Gorka Downplayed White Supremacist Threat. Is He Expendable After Charlottesville?
Lawmakers pushing for a probe of White House aide Sebastian Gorka say his role in downplaying the danger of white supremacists makes it even more important to quickly investigate whether he lied to gain U.S. citizenship.
Sen. Ben Cardin (D-Maryland) said the deadly violence at Charlottesville shows how dangerous it is to have someone so close to the levers of power who has reported links to virulent anti-Semitic groups like Gorka.
“It’s increasingly important to speak out,” said Cardin.

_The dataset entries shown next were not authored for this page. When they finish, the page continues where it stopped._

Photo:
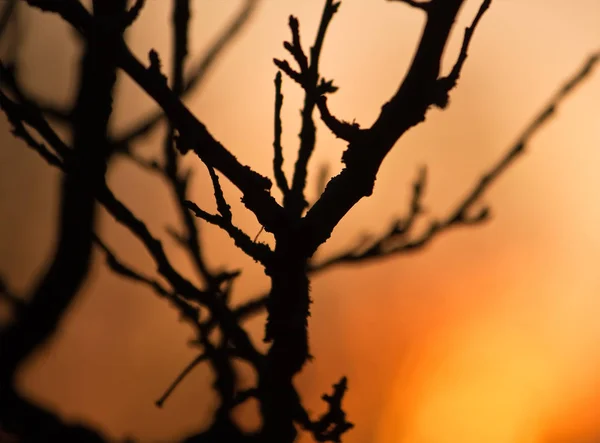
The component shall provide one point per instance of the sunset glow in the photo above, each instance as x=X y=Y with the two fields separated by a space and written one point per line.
x=490 y=334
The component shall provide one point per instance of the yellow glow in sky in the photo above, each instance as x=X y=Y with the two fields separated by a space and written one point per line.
x=488 y=335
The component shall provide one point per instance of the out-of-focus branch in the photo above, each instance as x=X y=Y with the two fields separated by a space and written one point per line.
x=309 y=78
x=5 y=16
x=188 y=311
x=417 y=93
x=197 y=74
x=5 y=293
x=449 y=82
x=194 y=135
x=416 y=4
x=70 y=263
x=398 y=238
x=333 y=423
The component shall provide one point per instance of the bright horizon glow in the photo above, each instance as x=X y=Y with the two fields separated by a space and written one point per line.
x=489 y=334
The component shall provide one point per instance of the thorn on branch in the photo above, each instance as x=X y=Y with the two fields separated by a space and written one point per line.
x=446 y=84
x=258 y=251
x=332 y=424
x=222 y=206
x=341 y=129
x=287 y=69
x=424 y=6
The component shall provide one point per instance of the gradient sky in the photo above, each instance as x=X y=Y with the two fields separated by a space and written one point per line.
x=489 y=334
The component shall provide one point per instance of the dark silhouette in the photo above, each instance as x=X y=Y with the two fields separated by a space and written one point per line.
x=299 y=228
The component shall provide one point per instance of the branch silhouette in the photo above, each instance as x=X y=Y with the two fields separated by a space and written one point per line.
x=298 y=228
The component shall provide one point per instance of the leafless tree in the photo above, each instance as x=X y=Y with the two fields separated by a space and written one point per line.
x=298 y=227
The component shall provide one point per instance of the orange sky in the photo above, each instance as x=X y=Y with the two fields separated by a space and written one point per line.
x=490 y=334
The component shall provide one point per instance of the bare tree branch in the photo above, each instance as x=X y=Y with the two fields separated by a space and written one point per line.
x=196 y=77
x=397 y=239
x=280 y=178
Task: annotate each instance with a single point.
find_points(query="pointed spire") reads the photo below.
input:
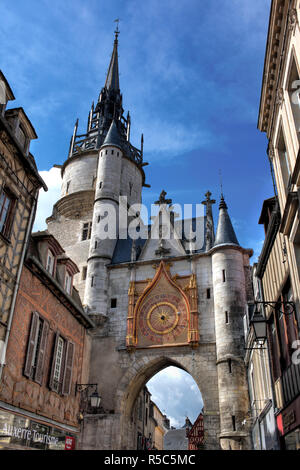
(225, 232)
(209, 225)
(112, 78)
(113, 136)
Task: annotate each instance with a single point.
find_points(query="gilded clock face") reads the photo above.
(162, 319)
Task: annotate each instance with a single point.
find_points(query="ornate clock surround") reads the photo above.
(162, 311)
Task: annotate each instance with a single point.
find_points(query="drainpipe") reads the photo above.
(13, 303)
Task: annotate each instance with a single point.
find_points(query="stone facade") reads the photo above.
(122, 276)
(30, 388)
(278, 268)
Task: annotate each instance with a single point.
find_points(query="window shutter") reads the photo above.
(68, 369)
(51, 381)
(41, 354)
(31, 345)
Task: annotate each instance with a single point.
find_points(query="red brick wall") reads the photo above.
(16, 389)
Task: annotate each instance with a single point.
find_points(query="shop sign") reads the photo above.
(28, 434)
(288, 419)
(20, 431)
(70, 443)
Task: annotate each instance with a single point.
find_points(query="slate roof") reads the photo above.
(113, 136)
(225, 232)
(122, 253)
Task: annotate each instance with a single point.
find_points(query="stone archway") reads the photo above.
(143, 370)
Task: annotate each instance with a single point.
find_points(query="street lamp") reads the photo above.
(93, 401)
(259, 325)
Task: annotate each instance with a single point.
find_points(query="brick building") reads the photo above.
(20, 183)
(46, 351)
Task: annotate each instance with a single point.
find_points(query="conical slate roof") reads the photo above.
(225, 232)
(113, 136)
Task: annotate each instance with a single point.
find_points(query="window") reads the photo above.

Cardin, along with senators Dick Durbin (D-Illinois) and Richard Blumenthal (D-Connecticut), is pushing for answers from the Trump administration, which appears to be stonewalling their demand for information about any possible probe into Gorka.
In a new letter to the Justice Department, the lawmakers observed that prior to the violence in Charlottesville, Gorka repeatedly rejected the significance of violence by extreme right-wing domestic groups in America. He instead insisted that Muslim jihadist groups were the only real security threat.
On August 9, the senators note, in one of several examples, Gorka told the Breitbart News, “It’s this constant, ‘Oh, it’s the white man. It’s the white supremacists. That’s the problem.’ No, it isn’t.”
One day earlier, he stated on MSNBC, “There has never been — never been — a serious attack … or a serious plot that was unconnected from ISIS or Al Qaeda, at least through the ideology and…the tactics, the training, the techniques, and the procedures — that they supply through the internet. Never happened. It’s bogus.”
Several analyses have found that domestic right-wing terrorism acts have been more common than acts of Islamist terrorism.
“Gorka’s reported affiliation with an extremist anti-Semitic organization affiliated with the Nazis is of particular public interest in light of the White House’s equivocal response to the violence that the neo-Nazis and other white supremacists perpetrated,” the senators wrote.
Although they first demanded answers about a possible probe of Gorka five months ago, the lawmakers smell blood in the water after the firing last Friday of Stephen Bannon, who was Gorka’s key ally in the White House.
“Bannon, that’s one of his protectors,” Cardin pointed out.
Incoming White House chief of staff John Kelly has said he hopes impose discipline on the fractious White House staff, a move that Cardin believes also might make Gorka more vulnerable.
“(Kelly) will want to make sure there is clear discipline in the messaging, and [Gorka] doesn’t fit into that mold,” Cardin said. “So I think this puts him more in the spotlight.”
In a letter sent late Monday to the Departments of Homeland Security and Justice, the three senators insisted on knowing if the two agencies were probing whether Gorka, an immigrant, “falsified his naturalization application or otherwise illegally procured American citizenship.”
According to numerous reports, Gorka, a deputy assistant to President Trump, appointed to advise him on terrorism issues, has been unable to obtain a security clearance. The lawmakers suggested that his ties to extremists in Hungary could be one reason why.
“The American people are entitled to know if a senior White House official is under criminal investigation,” the senators wrote.
The Department of Justice did not immediately respond to an email from the Forward asking for comment on the letter.
The lawmakers’ missive comes in response to replies they got to a March 21 letter they sent the two agencies, urging them to investigate Gorka following a story in the Forward. In the March 16 story, leaders of a far right Hungarian nationalist group listed by the U.S. State Department as having been “under the direction of the Nazi Government of Germany” during World War II” stated that Gorka was a sworn member of their organization.
Members of the Vitézi Rend, as the group is known, “are presumed to be inadmissible” to the United States, according to the State Department’s Foreign Affairs Manual. Applicants for a U.S. visa and for U.S. citizenship are required to disclose such affiliations on their applications, and knowing failure to do so can lead to government legal action.
In an August 15 reply to the senators’ March letter, the Justice Department stated that the senators’ information had been given to the FBI. Homeland Security wrote on May 8 that it was reviewing the senators’ request and would “take action if warranted.”
“It is unclear why your agencies took months to respond to our letter, since you did not address the only issue we raised: whether Mr. Gorka is under investigation for naturalization fraud,” the senators wrote. The lawmakers gave the agencies a deadline of September 4 to respond to their question.
Durbin, Blumenthal and Cardin did not specify what would happen if the agencies missed this deadline.
“I imagine the deadline is to put as much pressure as possible on the administration,” said one Senate aide who’s been following the issue closely. “They’re trying to put their feet to the fire.”